Desain kostum dalam Takdir yang Tertukar sangat mendukung karakterisasi. Wanita berbaju merah muda terlihat tegas dengan jas terstrukturnya, sementara wanita di ranjang tampak rapuh dengan piyama garis-garis. Kontras visual ini memperkuat konflik batin yang terjadi. Penonton langsung paham siapa yang sedang memegang kendali kekuasaan.
Ekspresi wajah wanita di ranjang saat menyadari sesuatu yang pahit benar-benar menghancurkan. Dalam Takdir yang Tertukar, adegan ini menjadi puncak emosi di mana kata-kata tidak lagi diperlukan. Kamera yang fokus pada mata berkaca-kaca berhasil menangkap kerapuhan manusia saat dikhianati oleh orang terdekat.
Awalnya wanita berbaju merah muda terlihat dominan saat menyeret temannya, namun suasana berubah drastis di ruang rawat. Takdir yang Tertukar menunjukkan bagaimana situasi bisa membalikkan posisi seseorang. Dari yang tadinya agresif, kini terlihat goyah saat menghadapi kenyataan di depan ranjang rumah sakit.
Momen ketika tangan wanita di ranjang menolak uluran tangan wanita berbaju merah muda sangat simbolis.
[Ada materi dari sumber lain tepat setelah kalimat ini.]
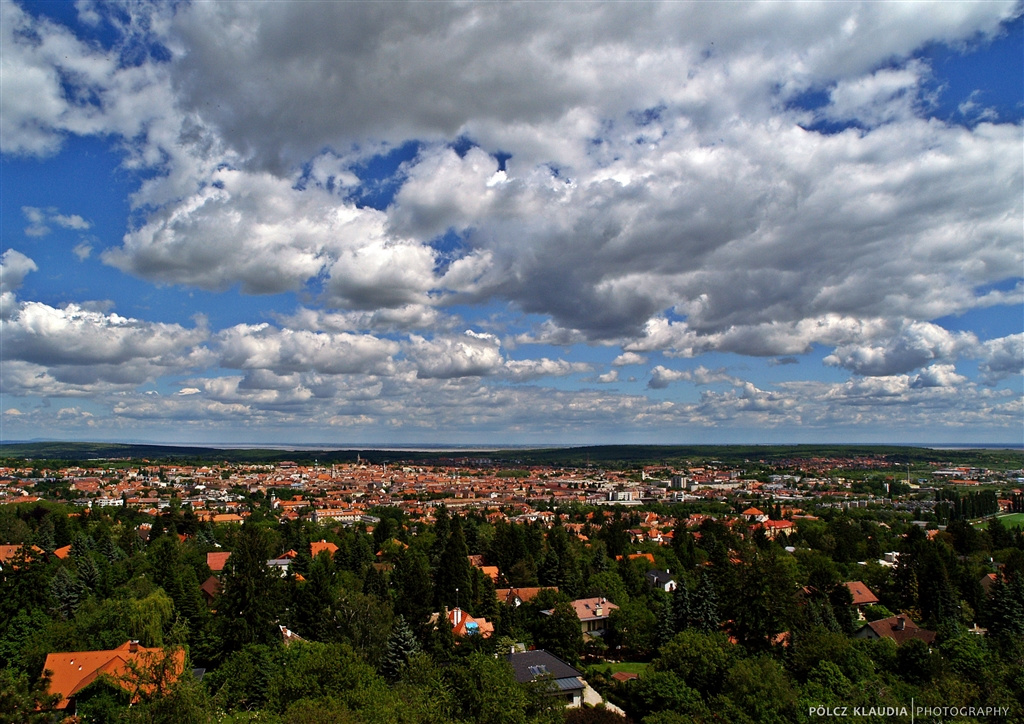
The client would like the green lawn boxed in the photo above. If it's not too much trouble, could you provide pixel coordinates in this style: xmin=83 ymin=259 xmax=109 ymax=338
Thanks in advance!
xmin=998 ymin=513 xmax=1024 ymax=528
xmin=974 ymin=513 xmax=1024 ymax=528
xmin=608 ymin=662 xmax=650 ymax=674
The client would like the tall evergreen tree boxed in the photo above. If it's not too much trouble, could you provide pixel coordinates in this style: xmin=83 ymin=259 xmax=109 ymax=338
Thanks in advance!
xmin=691 ymin=571 xmax=722 ymax=633
xmin=217 ymin=522 xmax=281 ymax=650
xmin=391 ymin=548 xmax=436 ymax=634
xmin=381 ymin=615 xmax=420 ymax=683
xmin=672 ymin=576 xmax=693 ymax=633
xmin=434 ymin=518 xmax=473 ymax=608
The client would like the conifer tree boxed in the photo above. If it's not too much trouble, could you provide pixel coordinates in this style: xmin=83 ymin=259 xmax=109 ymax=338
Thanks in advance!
xmin=672 ymin=577 xmax=692 ymax=633
xmin=50 ymin=566 xmax=85 ymax=619
xmin=381 ymin=615 xmax=420 ymax=683
xmin=691 ymin=571 xmax=721 ymax=633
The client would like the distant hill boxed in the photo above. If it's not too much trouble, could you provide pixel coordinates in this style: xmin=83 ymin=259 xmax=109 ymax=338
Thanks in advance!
xmin=0 ymin=442 xmax=1024 ymax=469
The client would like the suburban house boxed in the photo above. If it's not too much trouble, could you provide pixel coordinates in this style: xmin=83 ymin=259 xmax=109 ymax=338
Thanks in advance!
xmin=505 ymin=649 xmax=587 ymax=708
xmin=740 ymin=508 xmax=768 ymax=523
xmin=541 ymin=597 xmax=618 ymax=637
xmin=309 ymin=539 xmax=338 ymax=558
xmin=843 ymin=581 xmax=879 ymax=621
xmin=854 ymin=614 xmax=935 ymax=646
xmin=429 ymin=606 xmax=495 ymax=639
xmin=206 ymin=551 xmax=231 ymax=573
xmin=43 ymin=641 xmax=185 ymax=712
xmin=646 ymin=570 xmax=676 ymax=593
xmin=495 ymin=586 xmax=558 ymax=606
xmin=199 ymin=576 xmax=220 ymax=606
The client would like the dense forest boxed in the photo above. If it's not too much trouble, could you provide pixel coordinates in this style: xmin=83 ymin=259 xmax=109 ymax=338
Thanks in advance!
xmin=0 ymin=500 xmax=1024 ymax=724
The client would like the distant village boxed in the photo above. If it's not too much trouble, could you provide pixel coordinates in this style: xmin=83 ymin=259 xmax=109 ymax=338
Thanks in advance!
xmin=0 ymin=457 xmax=1024 ymax=532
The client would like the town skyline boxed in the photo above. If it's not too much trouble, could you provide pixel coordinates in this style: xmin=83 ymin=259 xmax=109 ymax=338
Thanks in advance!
xmin=0 ymin=0 xmax=1024 ymax=449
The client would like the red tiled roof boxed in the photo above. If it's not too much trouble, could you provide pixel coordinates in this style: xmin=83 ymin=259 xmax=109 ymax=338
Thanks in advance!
xmin=309 ymin=541 xmax=338 ymax=558
xmin=206 ymin=551 xmax=231 ymax=573
xmin=861 ymin=615 xmax=935 ymax=644
xmin=843 ymin=581 xmax=879 ymax=606
xmin=43 ymin=641 xmax=185 ymax=709
xmin=495 ymin=586 xmax=558 ymax=603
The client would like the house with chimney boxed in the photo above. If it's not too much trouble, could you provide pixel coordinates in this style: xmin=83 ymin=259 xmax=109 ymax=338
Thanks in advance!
xmin=43 ymin=641 xmax=185 ymax=715
xmin=853 ymin=613 xmax=935 ymax=646
xmin=843 ymin=581 xmax=879 ymax=621
xmin=505 ymin=649 xmax=587 ymax=709
xmin=646 ymin=569 xmax=676 ymax=593
xmin=495 ymin=586 xmax=558 ymax=607
xmin=428 ymin=606 xmax=495 ymax=639
xmin=541 ymin=596 xmax=618 ymax=638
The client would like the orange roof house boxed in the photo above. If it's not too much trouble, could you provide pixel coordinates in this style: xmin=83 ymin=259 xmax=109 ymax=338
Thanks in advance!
xmin=429 ymin=607 xmax=495 ymax=639
xmin=206 ymin=551 xmax=231 ymax=573
xmin=43 ymin=641 xmax=185 ymax=709
xmin=843 ymin=581 xmax=879 ymax=608
xmin=495 ymin=586 xmax=558 ymax=606
xmin=309 ymin=540 xmax=338 ymax=558
xmin=853 ymin=614 xmax=935 ymax=645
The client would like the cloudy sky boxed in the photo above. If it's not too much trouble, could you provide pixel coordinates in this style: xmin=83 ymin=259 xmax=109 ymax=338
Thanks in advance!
xmin=0 ymin=0 xmax=1024 ymax=444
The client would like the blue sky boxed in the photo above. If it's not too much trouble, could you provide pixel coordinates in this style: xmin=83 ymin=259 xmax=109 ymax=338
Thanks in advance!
xmin=0 ymin=0 xmax=1024 ymax=445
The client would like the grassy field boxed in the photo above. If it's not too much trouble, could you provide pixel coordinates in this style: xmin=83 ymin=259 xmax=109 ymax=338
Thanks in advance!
xmin=998 ymin=513 xmax=1024 ymax=528
xmin=608 ymin=662 xmax=650 ymax=674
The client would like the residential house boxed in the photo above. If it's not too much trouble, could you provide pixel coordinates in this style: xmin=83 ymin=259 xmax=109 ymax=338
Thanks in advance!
xmin=740 ymin=508 xmax=768 ymax=523
xmin=505 ymin=649 xmax=587 ymax=708
xmin=647 ymin=569 xmax=676 ymax=593
xmin=428 ymin=606 xmax=495 ymax=639
xmin=495 ymin=586 xmax=558 ymax=606
xmin=206 ymin=551 xmax=231 ymax=573
xmin=843 ymin=581 xmax=879 ymax=621
xmin=853 ymin=614 xmax=935 ymax=645
xmin=542 ymin=597 xmax=618 ymax=637
xmin=43 ymin=641 xmax=185 ymax=712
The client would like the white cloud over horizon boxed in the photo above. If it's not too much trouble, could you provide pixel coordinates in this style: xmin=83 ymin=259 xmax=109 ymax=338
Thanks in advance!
xmin=0 ymin=0 xmax=1024 ymax=444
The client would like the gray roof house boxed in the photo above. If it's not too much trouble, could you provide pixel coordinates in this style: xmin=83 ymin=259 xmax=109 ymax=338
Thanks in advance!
xmin=505 ymin=649 xmax=587 ymax=708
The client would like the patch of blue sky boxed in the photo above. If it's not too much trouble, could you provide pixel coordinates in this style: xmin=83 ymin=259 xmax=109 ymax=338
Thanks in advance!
xmin=428 ymin=228 xmax=466 ymax=274
xmin=786 ymin=15 xmax=1024 ymax=135
xmin=19 ymin=0 xmax=171 ymax=67
xmin=349 ymin=140 xmax=423 ymax=211
xmin=918 ymin=14 xmax=1024 ymax=125
xmin=933 ymin=294 xmax=1024 ymax=342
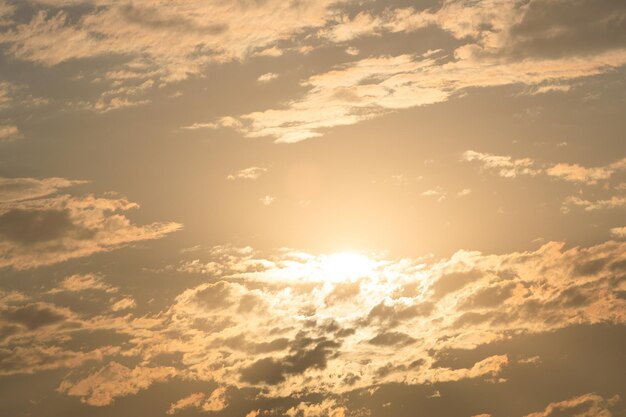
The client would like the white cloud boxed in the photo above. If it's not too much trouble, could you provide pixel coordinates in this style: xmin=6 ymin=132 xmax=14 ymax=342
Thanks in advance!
xmin=257 ymin=72 xmax=278 ymax=83
xmin=226 ymin=167 xmax=267 ymax=180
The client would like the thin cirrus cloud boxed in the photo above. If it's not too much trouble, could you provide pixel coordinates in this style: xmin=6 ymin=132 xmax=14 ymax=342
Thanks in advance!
xmin=193 ymin=1 xmax=626 ymax=143
xmin=0 ymin=178 xmax=182 ymax=269
xmin=226 ymin=167 xmax=267 ymax=181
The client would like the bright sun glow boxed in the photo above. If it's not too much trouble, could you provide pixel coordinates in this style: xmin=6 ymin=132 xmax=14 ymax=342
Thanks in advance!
xmin=321 ymin=252 xmax=376 ymax=281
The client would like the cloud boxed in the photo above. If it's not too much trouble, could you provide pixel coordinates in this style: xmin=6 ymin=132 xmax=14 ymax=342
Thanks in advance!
xmin=422 ymin=187 xmax=448 ymax=203
xmin=58 ymin=362 xmax=176 ymax=406
xmin=561 ymin=195 xmax=626 ymax=213
xmin=546 ymin=158 xmax=626 ymax=185
xmin=0 ymin=304 xmax=67 ymax=330
xmin=111 ymin=297 xmax=137 ymax=312
xmin=0 ymin=125 xmax=20 ymax=142
xmin=0 ymin=0 xmax=342 ymax=82
xmin=462 ymin=150 xmax=540 ymax=178
xmin=167 ymin=392 xmax=205 ymax=414
xmin=204 ymin=0 xmax=626 ymax=143
xmin=257 ymin=72 xmax=278 ymax=83
xmin=49 ymin=274 xmax=118 ymax=294
xmin=6 ymin=241 xmax=626 ymax=408
xmin=226 ymin=167 xmax=267 ymax=180
xmin=611 ymin=226 xmax=626 ymax=238
xmin=0 ymin=177 xmax=87 ymax=203
xmin=525 ymin=393 xmax=620 ymax=417
xmin=0 ymin=179 xmax=182 ymax=269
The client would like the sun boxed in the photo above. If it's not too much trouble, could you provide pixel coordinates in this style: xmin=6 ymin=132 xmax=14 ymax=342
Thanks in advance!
xmin=321 ymin=252 xmax=376 ymax=281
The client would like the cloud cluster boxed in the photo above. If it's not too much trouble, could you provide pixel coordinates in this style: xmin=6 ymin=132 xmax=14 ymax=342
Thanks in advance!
xmin=0 ymin=178 xmax=181 ymax=269
xmin=7 ymin=237 xmax=626 ymax=415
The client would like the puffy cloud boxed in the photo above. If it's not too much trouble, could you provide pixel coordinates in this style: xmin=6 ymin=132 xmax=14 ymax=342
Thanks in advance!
xmin=259 ymin=195 xmax=276 ymax=206
xmin=462 ymin=150 xmax=540 ymax=178
xmin=226 ymin=167 xmax=267 ymax=180
xmin=0 ymin=125 xmax=20 ymax=142
xmin=0 ymin=0 xmax=336 ymax=82
xmin=546 ymin=158 xmax=626 ymax=184
xmin=58 ymin=362 xmax=176 ymax=406
xmin=257 ymin=72 xmax=278 ymax=83
xmin=49 ymin=274 xmax=117 ymax=294
xmin=611 ymin=226 xmax=626 ymax=238
xmin=111 ymin=297 xmax=137 ymax=312
xmin=0 ymin=179 xmax=181 ymax=269
xmin=167 ymin=392 xmax=204 ymax=414
xmin=0 ymin=178 xmax=87 ymax=203
xmin=0 ymin=242 xmax=626 ymax=406
xmin=206 ymin=0 xmax=626 ymax=143
xmin=561 ymin=195 xmax=626 ymax=213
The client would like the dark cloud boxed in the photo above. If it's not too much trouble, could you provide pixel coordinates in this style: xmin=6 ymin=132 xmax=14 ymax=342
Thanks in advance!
xmin=508 ymin=0 xmax=626 ymax=58
xmin=240 ymin=338 xmax=340 ymax=385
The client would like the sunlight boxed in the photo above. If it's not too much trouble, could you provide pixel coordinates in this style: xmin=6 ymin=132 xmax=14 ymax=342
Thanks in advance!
xmin=321 ymin=252 xmax=377 ymax=281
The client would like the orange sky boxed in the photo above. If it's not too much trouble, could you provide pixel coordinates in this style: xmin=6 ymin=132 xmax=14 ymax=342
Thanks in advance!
xmin=0 ymin=0 xmax=626 ymax=417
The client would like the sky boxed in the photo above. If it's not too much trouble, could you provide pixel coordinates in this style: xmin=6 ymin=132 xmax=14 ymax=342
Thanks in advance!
xmin=0 ymin=0 xmax=626 ymax=417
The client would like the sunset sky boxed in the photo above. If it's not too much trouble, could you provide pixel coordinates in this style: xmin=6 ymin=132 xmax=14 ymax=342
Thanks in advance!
xmin=0 ymin=0 xmax=626 ymax=417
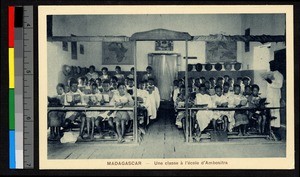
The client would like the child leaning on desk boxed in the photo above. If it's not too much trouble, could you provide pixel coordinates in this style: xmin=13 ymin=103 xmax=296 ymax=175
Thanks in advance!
xmin=110 ymin=83 xmax=134 ymax=143
xmin=195 ymin=84 xmax=213 ymax=139
xmin=229 ymin=84 xmax=249 ymax=136
xmin=64 ymin=79 xmax=86 ymax=139
xmin=48 ymin=83 xmax=65 ymax=140
xmin=84 ymin=83 xmax=104 ymax=140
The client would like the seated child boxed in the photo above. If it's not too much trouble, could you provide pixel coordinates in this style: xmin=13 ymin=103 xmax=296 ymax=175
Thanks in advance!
xmin=211 ymin=85 xmax=228 ymax=131
xmin=171 ymin=80 xmax=179 ymax=103
xmin=248 ymin=84 xmax=266 ymax=134
xmin=147 ymin=78 xmax=160 ymax=119
xmin=195 ymin=84 xmax=212 ymax=138
xmin=110 ymin=83 xmax=134 ymax=143
xmin=48 ymin=83 xmax=65 ymax=140
xmin=64 ymin=79 xmax=86 ymax=139
xmin=99 ymin=80 xmax=116 ymax=136
xmin=77 ymin=77 xmax=86 ymax=92
xmin=174 ymin=85 xmax=185 ymax=128
xmin=230 ymin=84 xmax=249 ymax=136
xmin=85 ymin=83 xmax=104 ymax=140
xmin=126 ymin=79 xmax=135 ymax=96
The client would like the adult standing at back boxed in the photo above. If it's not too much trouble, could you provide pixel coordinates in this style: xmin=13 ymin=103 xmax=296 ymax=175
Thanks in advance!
xmin=265 ymin=60 xmax=283 ymax=128
xmin=85 ymin=65 xmax=99 ymax=80
xmin=142 ymin=66 xmax=156 ymax=81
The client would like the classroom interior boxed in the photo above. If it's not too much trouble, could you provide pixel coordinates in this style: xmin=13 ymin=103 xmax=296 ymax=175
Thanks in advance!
xmin=45 ymin=14 xmax=287 ymax=159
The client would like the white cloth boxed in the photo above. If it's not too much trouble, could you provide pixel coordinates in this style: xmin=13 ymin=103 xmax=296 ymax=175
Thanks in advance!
xmin=196 ymin=93 xmax=212 ymax=131
xmin=267 ymin=71 xmax=283 ymax=127
xmin=64 ymin=90 xmax=85 ymax=119
xmin=173 ymin=88 xmax=179 ymax=103
xmin=211 ymin=95 xmax=228 ymax=119
xmin=85 ymin=72 xmax=99 ymax=80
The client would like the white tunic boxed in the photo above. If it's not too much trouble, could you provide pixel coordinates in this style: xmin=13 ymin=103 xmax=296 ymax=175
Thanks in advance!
xmin=196 ymin=93 xmax=212 ymax=131
xmin=267 ymin=71 xmax=283 ymax=127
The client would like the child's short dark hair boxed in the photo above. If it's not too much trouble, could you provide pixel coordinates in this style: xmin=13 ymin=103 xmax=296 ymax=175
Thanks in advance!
xmin=69 ymin=78 xmax=78 ymax=86
xmin=89 ymin=65 xmax=96 ymax=71
xmin=117 ymin=82 xmax=125 ymax=88
xmin=102 ymin=80 xmax=110 ymax=84
xmin=217 ymin=77 xmax=224 ymax=81
xmin=56 ymin=83 xmax=65 ymax=90
xmin=233 ymin=84 xmax=241 ymax=88
xmin=199 ymin=84 xmax=205 ymax=88
xmin=92 ymin=83 xmax=98 ymax=87
xmin=223 ymin=82 xmax=230 ymax=87
xmin=251 ymin=84 xmax=259 ymax=91
xmin=215 ymin=85 xmax=222 ymax=90
xmin=110 ymin=76 xmax=118 ymax=82
xmin=148 ymin=77 xmax=154 ymax=81
xmin=245 ymin=85 xmax=251 ymax=89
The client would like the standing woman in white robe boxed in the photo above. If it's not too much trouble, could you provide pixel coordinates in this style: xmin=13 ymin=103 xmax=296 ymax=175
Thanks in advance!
xmin=196 ymin=84 xmax=213 ymax=133
xmin=265 ymin=60 xmax=283 ymax=128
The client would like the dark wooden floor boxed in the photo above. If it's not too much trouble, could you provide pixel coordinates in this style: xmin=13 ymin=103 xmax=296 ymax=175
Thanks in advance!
xmin=48 ymin=109 xmax=286 ymax=159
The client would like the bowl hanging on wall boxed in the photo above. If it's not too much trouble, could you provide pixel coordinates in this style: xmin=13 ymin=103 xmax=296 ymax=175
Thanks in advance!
xmin=196 ymin=63 xmax=203 ymax=72
xmin=205 ymin=63 xmax=212 ymax=71
xmin=234 ymin=62 xmax=242 ymax=71
xmin=188 ymin=64 xmax=194 ymax=71
xmin=215 ymin=63 xmax=222 ymax=71
xmin=224 ymin=62 xmax=232 ymax=71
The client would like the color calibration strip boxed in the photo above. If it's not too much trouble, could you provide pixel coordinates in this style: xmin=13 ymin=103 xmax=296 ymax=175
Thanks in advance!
xmin=8 ymin=6 xmax=34 ymax=169
xmin=8 ymin=6 xmax=16 ymax=169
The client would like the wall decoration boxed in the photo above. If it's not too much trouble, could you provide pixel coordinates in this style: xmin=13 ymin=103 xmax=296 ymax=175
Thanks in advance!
xmin=206 ymin=41 xmax=237 ymax=63
xmin=245 ymin=28 xmax=250 ymax=52
xmin=71 ymin=34 xmax=77 ymax=60
xmin=79 ymin=44 xmax=84 ymax=54
xmin=62 ymin=41 xmax=68 ymax=51
xmin=155 ymin=40 xmax=174 ymax=51
xmin=102 ymin=42 xmax=134 ymax=65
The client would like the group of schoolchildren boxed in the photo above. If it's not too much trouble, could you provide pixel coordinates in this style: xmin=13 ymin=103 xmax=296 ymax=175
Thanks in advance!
xmin=172 ymin=75 xmax=266 ymax=137
xmin=48 ymin=65 xmax=160 ymax=143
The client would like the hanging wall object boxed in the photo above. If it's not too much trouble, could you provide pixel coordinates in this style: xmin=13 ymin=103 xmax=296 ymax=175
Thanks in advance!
xmin=196 ymin=63 xmax=203 ymax=72
xmin=102 ymin=42 xmax=134 ymax=65
xmin=188 ymin=64 xmax=194 ymax=71
xmin=155 ymin=40 xmax=174 ymax=51
xmin=234 ymin=62 xmax=242 ymax=71
xmin=71 ymin=34 xmax=77 ymax=60
xmin=224 ymin=62 xmax=232 ymax=71
xmin=206 ymin=41 xmax=237 ymax=63
xmin=62 ymin=41 xmax=68 ymax=51
xmin=79 ymin=44 xmax=84 ymax=55
xmin=215 ymin=63 xmax=222 ymax=71
xmin=205 ymin=63 xmax=212 ymax=71
xmin=77 ymin=66 xmax=81 ymax=75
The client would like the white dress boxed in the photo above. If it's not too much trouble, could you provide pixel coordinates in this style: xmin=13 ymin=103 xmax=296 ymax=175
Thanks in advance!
xmin=211 ymin=94 xmax=228 ymax=119
xmin=267 ymin=71 xmax=283 ymax=128
xmin=196 ymin=93 xmax=213 ymax=131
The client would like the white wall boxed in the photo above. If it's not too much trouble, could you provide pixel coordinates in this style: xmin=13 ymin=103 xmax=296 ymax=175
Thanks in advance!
xmin=48 ymin=14 xmax=285 ymax=93
xmin=240 ymin=14 xmax=286 ymax=97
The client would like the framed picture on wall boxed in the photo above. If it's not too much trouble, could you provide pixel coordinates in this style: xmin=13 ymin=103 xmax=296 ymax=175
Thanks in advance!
xmin=102 ymin=42 xmax=134 ymax=65
xmin=155 ymin=40 xmax=174 ymax=51
xmin=206 ymin=41 xmax=237 ymax=63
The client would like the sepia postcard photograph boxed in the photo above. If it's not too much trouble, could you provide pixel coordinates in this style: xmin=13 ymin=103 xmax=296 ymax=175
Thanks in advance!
xmin=37 ymin=5 xmax=295 ymax=169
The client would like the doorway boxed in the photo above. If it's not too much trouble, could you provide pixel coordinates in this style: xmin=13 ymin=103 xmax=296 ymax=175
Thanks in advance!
xmin=148 ymin=53 xmax=180 ymax=101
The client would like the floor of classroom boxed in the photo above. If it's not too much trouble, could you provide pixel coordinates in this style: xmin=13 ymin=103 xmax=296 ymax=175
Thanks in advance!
xmin=48 ymin=102 xmax=286 ymax=159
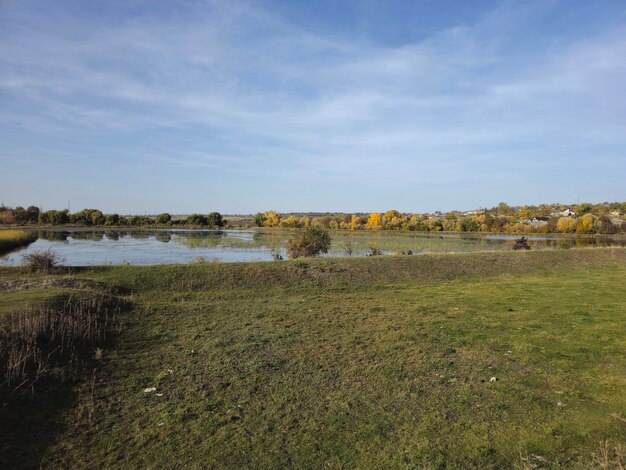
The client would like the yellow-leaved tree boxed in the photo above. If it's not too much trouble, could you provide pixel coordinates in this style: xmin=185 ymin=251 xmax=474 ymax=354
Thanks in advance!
xmin=367 ymin=212 xmax=382 ymax=230
xmin=263 ymin=211 xmax=280 ymax=227
xmin=576 ymin=214 xmax=596 ymax=233
xmin=556 ymin=217 xmax=574 ymax=233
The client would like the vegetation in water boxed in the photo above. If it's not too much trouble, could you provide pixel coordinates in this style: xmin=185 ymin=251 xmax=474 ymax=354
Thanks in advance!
xmin=287 ymin=227 xmax=331 ymax=259
xmin=0 ymin=230 xmax=37 ymax=254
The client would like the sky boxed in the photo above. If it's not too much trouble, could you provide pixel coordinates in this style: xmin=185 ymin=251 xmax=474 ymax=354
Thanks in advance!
xmin=0 ymin=0 xmax=626 ymax=214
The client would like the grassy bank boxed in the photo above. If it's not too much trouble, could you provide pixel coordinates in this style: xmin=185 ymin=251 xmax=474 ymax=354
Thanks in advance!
xmin=0 ymin=249 xmax=626 ymax=468
xmin=0 ymin=230 xmax=37 ymax=255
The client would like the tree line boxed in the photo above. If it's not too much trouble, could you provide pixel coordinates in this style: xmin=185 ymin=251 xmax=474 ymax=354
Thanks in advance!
xmin=0 ymin=202 xmax=626 ymax=234
xmin=254 ymin=202 xmax=626 ymax=234
xmin=0 ymin=206 xmax=228 ymax=227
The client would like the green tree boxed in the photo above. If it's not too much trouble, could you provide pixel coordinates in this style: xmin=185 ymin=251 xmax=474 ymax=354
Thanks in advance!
xmin=104 ymin=214 xmax=120 ymax=225
xmin=26 ymin=206 xmax=39 ymax=224
xmin=155 ymin=212 xmax=172 ymax=225
xmin=187 ymin=214 xmax=208 ymax=226
xmin=207 ymin=212 xmax=224 ymax=227
xmin=254 ymin=212 xmax=265 ymax=227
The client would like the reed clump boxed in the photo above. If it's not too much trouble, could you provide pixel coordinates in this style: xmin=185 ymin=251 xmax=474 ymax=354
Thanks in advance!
xmin=0 ymin=296 xmax=122 ymax=396
xmin=0 ymin=230 xmax=37 ymax=254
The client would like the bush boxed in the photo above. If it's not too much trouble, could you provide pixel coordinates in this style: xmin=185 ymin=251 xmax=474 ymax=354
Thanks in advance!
xmin=366 ymin=246 xmax=383 ymax=256
xmin=156 ymin=212 xmax=172 ymax=225
xmin=254 ymin=212 xmax=265 ymax=227
xmin=513 ymin=237 xmax=530 ymax=250
xmin=22 ymin=250 xmax=61 ymax=274
xmin=206 ymin=212 xmax=225 ymax=227
xmin=187 ymin=214 xmax=208 ymax=226
xmin=287 ymin=227 xmax=331 ymax=259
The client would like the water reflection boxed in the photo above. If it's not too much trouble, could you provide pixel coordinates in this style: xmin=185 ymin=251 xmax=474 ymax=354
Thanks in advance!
xmin=0 ymin=229 xmax=626 ymax=266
Dalam Takdir yang Tertukar, gestur kecil ini mewakili penolakan terhadap masa lalu atau pengkhianatan. Tidak ada dialog yang diperlukan, bahasa tubuh sudah menjelaskan bahwa kepercayaan telah hancur berkeping-keping.
Salah satu kekuatan Takdir yang Tertukar adalah kemampuan membangun ketegangan tanpa perlu adegan berisik. Keheningan di ruang rawat terasa lebih mencekam daripada teriakan. Tatapan dingin pria berjas hitam dan wajah pucat wanita sakit menciptakan atmosfer yang membuat penonton menahan napas.